Welcome to the Tiki Central 2.0 Beta. Read the announcement
Celebrating classic and modern Polynesian Pop

Tiki Central / Collecting Tiki / Matchbook Covers - Tiki & non

Post #430029 by bigbrotiki on Thu, Jan 22, 2009 11:51 AM

You are viewing a single post. Click here to view the post in context.

Uncle Trav, wow, you have a book form The Grass Shack, predecessor to the Kahiki! And that embossed breasts one is great, where was that from? And the Gobbler, what a nice rendering --and yes, what a classic website for this Madonna Inn of the post-Space Age, glad to see it's still up!

I wanted to share some of my Non-Tiki match books, just to continue my "Ode to the art of the matchbook":

Here is a modern tropical place that no one has ever heard of.

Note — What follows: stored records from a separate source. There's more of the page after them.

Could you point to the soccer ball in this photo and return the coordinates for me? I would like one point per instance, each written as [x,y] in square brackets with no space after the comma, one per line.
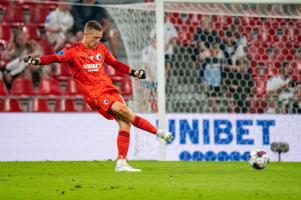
[258,159]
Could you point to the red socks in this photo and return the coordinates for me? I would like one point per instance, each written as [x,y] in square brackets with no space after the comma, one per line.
[144,124]
[123,141]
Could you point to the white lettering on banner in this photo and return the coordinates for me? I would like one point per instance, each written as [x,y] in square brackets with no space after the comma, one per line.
[229,137]
[91,67]
[87,136]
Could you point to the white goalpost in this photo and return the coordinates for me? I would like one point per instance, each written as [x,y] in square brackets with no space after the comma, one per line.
[177,90]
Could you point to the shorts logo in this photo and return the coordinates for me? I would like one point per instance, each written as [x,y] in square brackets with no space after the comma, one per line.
[98,56]
[61,53]
[106,101]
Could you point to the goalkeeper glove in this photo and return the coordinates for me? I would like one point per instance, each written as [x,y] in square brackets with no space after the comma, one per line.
[29,60]
[138,73]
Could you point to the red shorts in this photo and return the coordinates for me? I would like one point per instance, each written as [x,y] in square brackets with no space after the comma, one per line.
[103,103]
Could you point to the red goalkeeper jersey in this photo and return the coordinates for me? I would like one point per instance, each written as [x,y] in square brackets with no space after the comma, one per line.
[87,67]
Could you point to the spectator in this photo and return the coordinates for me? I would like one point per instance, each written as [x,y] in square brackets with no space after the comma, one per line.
[149,60]
[211,72]
[280,88]
[170,36]
[296,104]
[58,23]
[240,87]
[92,11]
[19,47]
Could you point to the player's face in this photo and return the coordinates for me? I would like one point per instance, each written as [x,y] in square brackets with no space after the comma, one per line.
[92,38]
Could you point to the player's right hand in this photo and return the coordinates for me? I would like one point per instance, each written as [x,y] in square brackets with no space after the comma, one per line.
[29,60]
[138,73]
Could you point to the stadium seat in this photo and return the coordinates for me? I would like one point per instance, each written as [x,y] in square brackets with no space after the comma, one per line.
[22,87]
[12,105]
[65,105]
[5,32]
[5,3]
[40,105]
[39,13]
[3,93]
[15,18]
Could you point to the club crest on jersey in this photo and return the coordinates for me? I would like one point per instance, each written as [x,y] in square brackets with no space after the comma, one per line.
[61,53]
[98,56]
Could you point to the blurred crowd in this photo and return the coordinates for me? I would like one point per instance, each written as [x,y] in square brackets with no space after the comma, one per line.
[213,63]
[40,29]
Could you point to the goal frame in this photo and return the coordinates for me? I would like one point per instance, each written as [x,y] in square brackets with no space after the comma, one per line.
[159,6]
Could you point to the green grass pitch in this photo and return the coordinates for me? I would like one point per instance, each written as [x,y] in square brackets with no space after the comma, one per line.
[158,180]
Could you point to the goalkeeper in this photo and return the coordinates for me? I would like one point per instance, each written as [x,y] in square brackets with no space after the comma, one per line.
[86,60]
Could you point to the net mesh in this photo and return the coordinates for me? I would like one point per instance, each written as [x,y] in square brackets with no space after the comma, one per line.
[226,58]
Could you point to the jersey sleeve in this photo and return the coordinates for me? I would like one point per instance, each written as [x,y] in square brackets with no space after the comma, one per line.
[109,58]
[65,55]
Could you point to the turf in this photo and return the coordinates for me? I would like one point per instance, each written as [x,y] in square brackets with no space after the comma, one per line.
[158,180]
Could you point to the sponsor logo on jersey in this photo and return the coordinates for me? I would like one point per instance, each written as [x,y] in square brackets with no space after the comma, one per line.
[61,53]
[91,67]
[98,56]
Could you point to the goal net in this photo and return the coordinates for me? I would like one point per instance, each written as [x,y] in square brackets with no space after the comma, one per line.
[219,58]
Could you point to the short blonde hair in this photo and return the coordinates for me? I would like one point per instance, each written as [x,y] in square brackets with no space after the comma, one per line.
[93,25]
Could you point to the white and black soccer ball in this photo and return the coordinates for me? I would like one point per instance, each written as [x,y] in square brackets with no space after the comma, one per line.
[258,159]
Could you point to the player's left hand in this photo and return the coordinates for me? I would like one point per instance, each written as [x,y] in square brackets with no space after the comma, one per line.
[138,73]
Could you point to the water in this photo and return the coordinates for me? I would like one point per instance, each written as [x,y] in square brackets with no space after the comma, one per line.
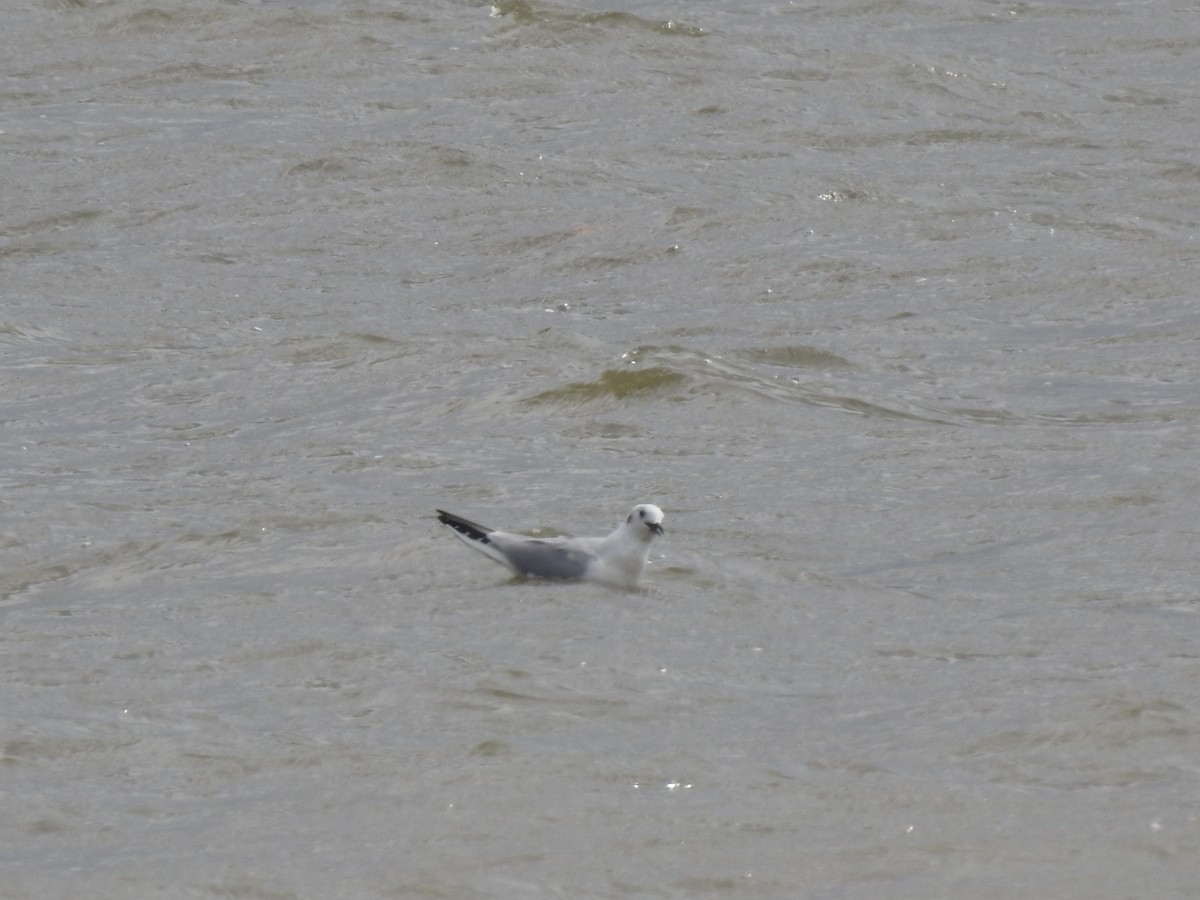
[888,305]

If postcards do not exist of a place, matchbooks are often the only imagery of the architecture that has survived:


Among the many "feature" (in match collectors talk, extra elaborate treatments) concepts, like images printed on matches, and little pop out stands, embossing is among my favorites, here the name and the frame are raised:

Who has ever heard of this club? And what happened to all those paintings? And who was GLORIA...an especially large and fetching nude?


There was a time when nude paintings were standard decor in bars and supper clubs, but this place must have taken the cake. I was lucky to visit some, like Nickodell's on Melrose, and to this day, some of the Clearman's Inns have a few.

Matchbooks are also of special value to the urban archeologist because they, unlike mugs or menus, sometimes contain detailed maps that show us where the establishment once stood:

Maybe "Gloria" was the "live undraped model"? And were you given pencil and paper to sketch her while you waited for your food? If matchbooks could only talk! Wonder what is there today.

And last, one of my favorites, in color and concept:


This was in my old neighborhood of Telegraph Hill when I moved to the States in 1980. I used to live on the hill, just a block and a half below Coit Tower:

Check out the matches decorated with that classic prop of beatnik bohemia, the "drippy wax candle in wine bottle". When I got there, that place was gone, and only a few vestiges of North Beach's beatnik past were left:


Yours truly in 1980

I have a map from where my pad was exactly, somewhere...
....wait, here it is (red arrow)! That's where I lived while I went to the San Francisco Art Institute :)

...maybe this is where my love affair with "raised features" began.